24 May 2026 - 4:00pm

The Guildhall Museum in Rochester exists, in part, to present the work of one of the greatest writers in the English language, Charles Dickens, to the public. It will come as no surprise to discover that in 2026, this consists of denouncing him. Dickens had an “idea of racial superiority”, according to internal guidance produced by the museum. “Today we reject his views… Dickens’s views on race can have no place in our society,” it adds, pointing to “a vociferous intolerance which he expressed in grossly offensive terms”.

On the evidence of his novels, Dickens had very little interest in racial superiority and the British Empire. In Bleak House, Mrs Jellyby is so taken up with an African colony that she totally neglects her own children. When Arthur Clennam goes to China in Little Dorrit, Pip goes to Egypt or Magwitch to Australia in Great Expectations, the novel doesn’t follow them — Dickens just wasn’t interested. Even the potentially thrilling strand of Walter Gay’s journey to the West Indies and shipwreck in Dombey and Son isn’t narrated. To some, this neglect may be enough to earn modern scorn, but it’s hardly an endorsement of Britain’s Empire or racial views of the time. Dickens is also alleged to have made a few robust private comments about the Indian Mutiny and other frightful crimes. Our modern views, so the cancel culture story goes, don’t agree with him; therefore, he is no good.

Astonishingly, it is true that Victorian writers don’t have the same views as we do. The museum suggests that, instead of Dickens, we read “liberal Victorians whose attitude towards cultural diversity would have resembled our own”. These might be a bit thin on the ground. George Eliot is questionable — “they are as rich as Jews, those Waules,” goes the infamous line from Middlemarch. William Thackeray has a black character called Sambo in Vanity Fair, and the hero of The Newcomes has made a fortune in India. And as for Anthony Trollope, it really may be best not to go there at all. Some of those “liberal Victorians” — Harriet Martineau, who argued for cultural relativism, or the ferociously moralistic Charles Kingsley — have a nasty knack of yielding some no doubt deplorable observation here and there.
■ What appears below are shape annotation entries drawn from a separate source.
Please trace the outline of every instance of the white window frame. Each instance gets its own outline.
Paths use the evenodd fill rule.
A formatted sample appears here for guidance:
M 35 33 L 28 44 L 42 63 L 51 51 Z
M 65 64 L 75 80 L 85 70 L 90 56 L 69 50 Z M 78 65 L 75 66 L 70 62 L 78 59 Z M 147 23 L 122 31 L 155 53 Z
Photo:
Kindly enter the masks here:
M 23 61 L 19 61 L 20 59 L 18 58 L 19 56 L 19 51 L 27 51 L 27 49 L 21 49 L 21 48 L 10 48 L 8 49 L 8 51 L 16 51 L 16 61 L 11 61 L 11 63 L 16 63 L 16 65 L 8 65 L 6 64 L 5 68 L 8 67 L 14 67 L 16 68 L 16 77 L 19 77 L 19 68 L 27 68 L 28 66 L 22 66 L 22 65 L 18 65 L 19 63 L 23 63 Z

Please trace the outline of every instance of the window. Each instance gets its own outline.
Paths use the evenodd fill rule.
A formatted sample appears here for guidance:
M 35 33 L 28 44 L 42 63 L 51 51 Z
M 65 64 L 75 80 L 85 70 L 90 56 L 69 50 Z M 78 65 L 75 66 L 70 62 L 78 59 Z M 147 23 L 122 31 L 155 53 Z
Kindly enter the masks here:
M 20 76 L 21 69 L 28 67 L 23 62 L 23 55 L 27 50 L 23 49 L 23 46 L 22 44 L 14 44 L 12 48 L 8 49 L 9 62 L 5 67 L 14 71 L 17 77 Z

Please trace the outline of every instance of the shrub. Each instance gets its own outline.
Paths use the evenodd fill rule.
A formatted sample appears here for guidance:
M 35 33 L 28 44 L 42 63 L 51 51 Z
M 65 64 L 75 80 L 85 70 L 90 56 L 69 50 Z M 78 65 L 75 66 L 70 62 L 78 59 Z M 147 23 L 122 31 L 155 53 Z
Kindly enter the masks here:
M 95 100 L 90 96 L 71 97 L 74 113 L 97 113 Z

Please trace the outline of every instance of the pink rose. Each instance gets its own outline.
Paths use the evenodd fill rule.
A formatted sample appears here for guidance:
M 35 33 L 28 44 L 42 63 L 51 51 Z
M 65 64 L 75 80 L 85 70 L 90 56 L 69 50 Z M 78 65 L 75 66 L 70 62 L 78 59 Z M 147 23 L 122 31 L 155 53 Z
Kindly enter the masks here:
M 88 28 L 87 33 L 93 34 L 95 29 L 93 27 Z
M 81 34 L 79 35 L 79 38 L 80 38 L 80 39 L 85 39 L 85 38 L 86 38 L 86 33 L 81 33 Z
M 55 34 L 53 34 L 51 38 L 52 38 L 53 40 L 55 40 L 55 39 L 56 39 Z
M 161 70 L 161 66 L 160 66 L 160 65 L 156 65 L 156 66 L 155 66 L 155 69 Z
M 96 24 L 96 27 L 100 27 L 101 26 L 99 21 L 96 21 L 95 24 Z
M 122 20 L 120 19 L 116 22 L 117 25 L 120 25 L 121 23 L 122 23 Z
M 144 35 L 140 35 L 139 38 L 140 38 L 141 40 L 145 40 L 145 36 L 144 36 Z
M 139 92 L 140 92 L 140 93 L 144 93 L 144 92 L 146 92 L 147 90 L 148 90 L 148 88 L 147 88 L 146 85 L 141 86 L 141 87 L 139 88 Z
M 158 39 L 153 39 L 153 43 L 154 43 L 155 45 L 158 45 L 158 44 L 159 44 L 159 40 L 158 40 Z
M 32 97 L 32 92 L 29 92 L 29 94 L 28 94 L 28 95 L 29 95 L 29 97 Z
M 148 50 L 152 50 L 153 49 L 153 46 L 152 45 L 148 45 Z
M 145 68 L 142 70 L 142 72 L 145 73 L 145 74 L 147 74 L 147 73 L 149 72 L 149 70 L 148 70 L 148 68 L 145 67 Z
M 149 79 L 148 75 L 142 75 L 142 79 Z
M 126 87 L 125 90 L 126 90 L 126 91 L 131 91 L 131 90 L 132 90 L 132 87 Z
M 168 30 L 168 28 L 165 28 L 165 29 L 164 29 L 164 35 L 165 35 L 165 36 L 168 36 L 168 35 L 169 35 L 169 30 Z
The fact is that if your standard of aesthetic judgement is whether you happen to agree with a novelist or not, the merits of a novel will hurtle, implausibly, from greatness to its opposite, eating up and spitting out a succession of masterpieces as you go. A few decades ago, Huckleberry Finn was considered by some to be the greatest of all American novels. Now you’d sooner find a critic advocating the genocide of the people of Idaho than admitting to admiring it.

It appears impossible to the junior curators of a provincial museum that anyone might enjoy and even admire a novel without considering whether they would agree with its author on all subjects. Indian readers were apparently untroubled by Dickens’s views on their society. In the very extensive network of English-language subscription libraries in India in the late 19th century, Dickens remained the third most popular author after Walter Scott and Edward Bulwer-Lytton for decades.

The only thing worth saying about the unresisting imbecility of the curators of Rochester is that they are trying to dismiss the savage creator of Wackford Squeers, Old Turveydrop, Mrs Gamp, Uriah Heep and hundreds of others. What a page Dickens would have written about the sanctimonious individuals who take a monthly salary and comfortably denounce one of the greatest novelists who ever lived. Dickens hated hypocrisy and dishonesty more than anything. Here, he would have riches to feast on.


Philip Hensher is the author of 11 novels and a Professor of Creative Writing at Bath Spa University. His new book, A History of the Novel in Britain, will be published by Pelican in September.